Wheelbase length of the 1965 car dropped from the massive 3200mm measurement of early-1960s models, but was still pretty substantial at 3100mm. Chrysler buyers still got plenty of car for their money.
The good thing about many US cars, from practically any era, is the size of the market. Plenty of low-mileage treasures are to be found hiding away in various parts of the country. Further good news is that, by and large, Australian rules allow cars of a "certain age" to be registered, in left-hand drive form, in this country.
Thus we find examples like this green/gold 1965 (not 1956 as quoted in the ad) New Yorker Deluxe Town Sedan that comes with an owner-claimed 56,000 miles, coupled with a standard of presentation you would expect.
The owner says the New Yorker “has been loved and is in truly superb condition throughout.” The photos – particularly those of the interior – do nothing to dispel the claim.

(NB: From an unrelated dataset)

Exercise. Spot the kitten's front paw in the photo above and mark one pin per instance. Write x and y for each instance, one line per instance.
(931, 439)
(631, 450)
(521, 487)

Quotes from the listing in carsales.com.au tell the story: “Everywhere you look you see barely any sign of age. The paintwork is magnificent; the interior is ‘as new.’ The engine bay is ‘as new.’ The chrome hubcaps, soft trim are all ‘as new’. This gorgeous car is equipped with power windows, power seat, power aerial and front and rear speakers, 440 cubic inch V8 and TorqueFlite transmission. The car comes with all the original paperwork, owner’s manual and Certicard, plus more.
The New Yorker presently lives in the Canberra suburb of Hackett in the ACT and is tagged (without roadworthy certificate) at $20,500. For the price of a new, entry-level small hatch, this is an awful lot of metal for the money.